I've noticed this during my time at Santa Fe. Many people introduce themselves as a physicist, or a microbiologist, or an economist. I would never call myself a mathematician. I would say that I study mathematics. I don't know when that will change. It's not as if once I get my PhD a switch will flip and I will become a different person, a 'mathematician.' Perhaps it's all in the head.

But that's not what I want to talk about. It was a roundabout way of getting to my real topic: what it feels like to be a mathematician / statistician in a school predominantly run by physicists¹.

First, I should clarify what I mean by 'physicist,' since that's such a broad term as to be nearly useless. I'm referring to a mentality that in my own personal experience I've found to be more common among physicists². The mentality involves a cavalier use of mathematics, without a meticulous attention to details. Physicists go in, guns blazing, with simple theories that they claim can explain complicated phenomenon. This xkcd comic sums up the stereotype.

Compare this to the mathematician, who isn't satisfied until some conjecture has been proved. (Why else are people still working on the twin prime conjecture?) Mathematicians are very careful to state all of the hypotheses of their theorem, and careful to make sure these hypotheses are met before applying the theorem to something else. Physicists don't care about theorems. Empirical evidence is enough. Take the odd primes joke as an example.

So, what particular instances do I have in mind? One of the lecturers today invoked the law of large numbers to claim that distributions get more and more spread out over time. That couldn't be further from the statement of that theorem. He also tried to argue (partially in jest [I hope]) that all distributions should be normal because of the Central Limit Theorem. Again, a complete misunderstanding of the theorem. The lecturer was a mathematician, and I'm sure he knows this material, but when he talked about it to a general audience, he let the facts get away from him. So, despite the fact that he's a mathematician, he seems to very much have what I would call the physicist's mind set.

Another example. One of the graduate student lecturers commented that Nonlinear Time Series Analysis³ by Kantz and Schreiber is the 'bible of time series analysis.' I think that's a gross misrepresentation of the field of time series analysis. Kantz and Schreiber is the bible for people in the dynamical systems / nonlinear dynamics community, but that hardly makes up the majority of people interested in time series analysis. (See statisticians.) This statements shows a very skewed perception of the tools of time series analysis⁴.

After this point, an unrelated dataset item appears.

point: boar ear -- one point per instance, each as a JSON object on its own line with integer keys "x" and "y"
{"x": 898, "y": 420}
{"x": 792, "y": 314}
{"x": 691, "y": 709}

The graduate student did have a candid moment when he was talking about methods for choosing the embedding dimension and time delay in a delay-coordinate embedding. He commented that he came from a purely theoretical background, and felt bad any time he used a heuristic. This, again, I would say separates the mathematician mindset from the physicist mindset. The mathematician may, every now and again, break the rules and use a result without proof. But s/he feels bad about it.

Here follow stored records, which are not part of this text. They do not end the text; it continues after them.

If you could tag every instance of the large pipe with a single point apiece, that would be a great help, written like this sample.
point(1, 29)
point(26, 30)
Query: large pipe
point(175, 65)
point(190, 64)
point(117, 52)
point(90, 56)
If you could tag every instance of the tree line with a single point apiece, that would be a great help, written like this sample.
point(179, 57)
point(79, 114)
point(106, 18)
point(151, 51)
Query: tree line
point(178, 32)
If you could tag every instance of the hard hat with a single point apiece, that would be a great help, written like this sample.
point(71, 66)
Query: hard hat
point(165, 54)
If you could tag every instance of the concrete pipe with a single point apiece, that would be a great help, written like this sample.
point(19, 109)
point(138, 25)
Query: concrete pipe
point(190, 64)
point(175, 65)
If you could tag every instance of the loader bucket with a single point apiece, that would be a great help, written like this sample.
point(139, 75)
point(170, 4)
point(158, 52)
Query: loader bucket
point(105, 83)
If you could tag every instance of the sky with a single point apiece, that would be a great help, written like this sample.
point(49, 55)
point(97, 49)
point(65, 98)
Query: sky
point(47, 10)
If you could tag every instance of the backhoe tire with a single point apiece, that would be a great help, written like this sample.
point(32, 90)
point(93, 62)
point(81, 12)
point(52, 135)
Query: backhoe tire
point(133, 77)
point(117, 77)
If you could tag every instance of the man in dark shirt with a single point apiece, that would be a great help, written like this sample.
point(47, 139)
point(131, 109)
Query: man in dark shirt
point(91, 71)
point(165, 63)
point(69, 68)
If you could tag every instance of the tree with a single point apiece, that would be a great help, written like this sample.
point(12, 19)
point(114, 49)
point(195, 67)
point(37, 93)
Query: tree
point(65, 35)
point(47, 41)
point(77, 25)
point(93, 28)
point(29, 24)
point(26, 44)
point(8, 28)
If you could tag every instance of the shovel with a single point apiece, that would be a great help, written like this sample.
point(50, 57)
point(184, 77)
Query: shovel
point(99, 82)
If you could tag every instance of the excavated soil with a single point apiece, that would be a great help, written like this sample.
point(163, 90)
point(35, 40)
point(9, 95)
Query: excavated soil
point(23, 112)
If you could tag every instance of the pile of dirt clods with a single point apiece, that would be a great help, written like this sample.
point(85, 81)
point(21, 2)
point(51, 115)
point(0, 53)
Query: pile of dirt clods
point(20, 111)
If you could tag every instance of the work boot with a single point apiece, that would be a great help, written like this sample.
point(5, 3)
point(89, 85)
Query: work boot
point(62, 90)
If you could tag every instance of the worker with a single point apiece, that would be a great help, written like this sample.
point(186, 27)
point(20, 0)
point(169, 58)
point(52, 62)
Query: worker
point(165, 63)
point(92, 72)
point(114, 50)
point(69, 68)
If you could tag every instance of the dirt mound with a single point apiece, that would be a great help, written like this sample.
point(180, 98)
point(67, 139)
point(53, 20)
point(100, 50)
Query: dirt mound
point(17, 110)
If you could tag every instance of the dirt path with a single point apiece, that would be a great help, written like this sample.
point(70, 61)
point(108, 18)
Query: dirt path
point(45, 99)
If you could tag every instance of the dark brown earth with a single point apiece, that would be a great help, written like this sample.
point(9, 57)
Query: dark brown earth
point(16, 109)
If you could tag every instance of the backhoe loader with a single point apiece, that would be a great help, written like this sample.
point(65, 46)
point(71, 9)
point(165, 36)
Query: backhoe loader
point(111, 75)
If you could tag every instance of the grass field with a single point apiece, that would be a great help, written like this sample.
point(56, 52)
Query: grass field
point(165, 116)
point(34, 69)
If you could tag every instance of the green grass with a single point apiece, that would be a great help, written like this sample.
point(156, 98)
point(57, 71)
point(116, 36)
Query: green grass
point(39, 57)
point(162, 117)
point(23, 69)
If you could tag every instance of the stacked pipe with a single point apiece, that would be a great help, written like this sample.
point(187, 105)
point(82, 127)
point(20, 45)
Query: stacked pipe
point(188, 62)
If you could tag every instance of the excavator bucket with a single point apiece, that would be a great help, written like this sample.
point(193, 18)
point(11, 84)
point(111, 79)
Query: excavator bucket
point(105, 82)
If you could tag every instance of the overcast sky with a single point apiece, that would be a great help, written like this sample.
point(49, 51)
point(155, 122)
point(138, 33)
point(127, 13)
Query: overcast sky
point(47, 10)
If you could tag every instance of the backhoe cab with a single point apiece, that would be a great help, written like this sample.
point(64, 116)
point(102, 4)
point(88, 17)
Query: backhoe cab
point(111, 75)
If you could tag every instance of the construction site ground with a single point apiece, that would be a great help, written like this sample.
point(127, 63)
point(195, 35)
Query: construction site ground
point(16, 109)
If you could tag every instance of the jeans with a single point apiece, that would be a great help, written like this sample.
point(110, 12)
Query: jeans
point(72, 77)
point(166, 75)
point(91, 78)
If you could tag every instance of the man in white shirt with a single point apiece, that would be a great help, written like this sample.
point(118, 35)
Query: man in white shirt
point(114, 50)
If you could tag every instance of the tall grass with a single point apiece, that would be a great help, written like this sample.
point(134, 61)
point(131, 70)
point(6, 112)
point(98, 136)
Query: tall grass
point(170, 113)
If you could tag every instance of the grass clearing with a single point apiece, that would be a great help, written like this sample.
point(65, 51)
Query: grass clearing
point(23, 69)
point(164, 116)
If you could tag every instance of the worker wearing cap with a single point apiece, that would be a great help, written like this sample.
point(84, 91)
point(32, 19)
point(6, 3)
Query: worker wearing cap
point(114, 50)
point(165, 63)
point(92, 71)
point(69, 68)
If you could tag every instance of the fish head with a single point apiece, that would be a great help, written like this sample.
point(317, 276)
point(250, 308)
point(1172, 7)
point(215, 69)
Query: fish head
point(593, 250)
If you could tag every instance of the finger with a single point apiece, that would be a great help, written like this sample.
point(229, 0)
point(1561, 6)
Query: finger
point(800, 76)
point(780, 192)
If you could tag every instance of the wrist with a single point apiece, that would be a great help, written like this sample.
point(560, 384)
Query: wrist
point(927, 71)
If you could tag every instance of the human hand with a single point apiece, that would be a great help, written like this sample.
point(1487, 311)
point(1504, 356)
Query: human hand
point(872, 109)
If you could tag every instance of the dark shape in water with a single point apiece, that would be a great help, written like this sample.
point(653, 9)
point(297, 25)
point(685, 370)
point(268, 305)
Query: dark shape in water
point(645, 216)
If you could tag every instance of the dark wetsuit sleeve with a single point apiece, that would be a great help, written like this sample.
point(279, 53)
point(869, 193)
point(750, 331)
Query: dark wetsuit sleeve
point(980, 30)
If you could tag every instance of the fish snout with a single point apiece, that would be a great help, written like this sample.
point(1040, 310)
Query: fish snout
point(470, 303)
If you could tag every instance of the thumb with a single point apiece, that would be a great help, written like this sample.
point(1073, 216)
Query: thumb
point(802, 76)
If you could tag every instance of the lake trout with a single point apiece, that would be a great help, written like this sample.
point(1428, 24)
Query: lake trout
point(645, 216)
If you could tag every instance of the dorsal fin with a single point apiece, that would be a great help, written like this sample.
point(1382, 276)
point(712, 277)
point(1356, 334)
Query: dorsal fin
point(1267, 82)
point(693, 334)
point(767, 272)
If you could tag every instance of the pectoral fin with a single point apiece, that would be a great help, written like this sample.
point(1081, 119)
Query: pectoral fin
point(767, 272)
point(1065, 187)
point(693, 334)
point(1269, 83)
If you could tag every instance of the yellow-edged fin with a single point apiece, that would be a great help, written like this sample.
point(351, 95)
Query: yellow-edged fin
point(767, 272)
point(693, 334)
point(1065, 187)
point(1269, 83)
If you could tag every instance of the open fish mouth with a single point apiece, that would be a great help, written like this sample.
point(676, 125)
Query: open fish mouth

I realize I'm playing a game of 'us v. them' where I'm framing the mathematicians as the good guys and the physicists as the bad guys. There are certainly advantages to the physicists' approach. It may produce much more junk research, but in the process it probably produces more good research, and more quickly, than the methodical approach of the mathematician.

I say all of this to make clear the strange discomfort I've felt over the past few days. I consider myself part of the 'complex systems' community. But every time a speaker invokes a 'power law' when speaking of a function of the form \(x^{\alpha}\) (we just call those polynomials in math...), or begins to fit a line through any arbitrary plot, I can't help but feel out of place. I'm beginning to realize that even within so specialized a community, vastly different cultures can quickly form.

Physicists have had a long run of discovering simple, universal truths about the universe. But I really doubt such simple, universal truths will be so easily discovered in biological and social systems. The real world is just too messy. It's not a spherical cow in a vacuum. And we shouldn't try to force it into that mold just because that has worked in the past.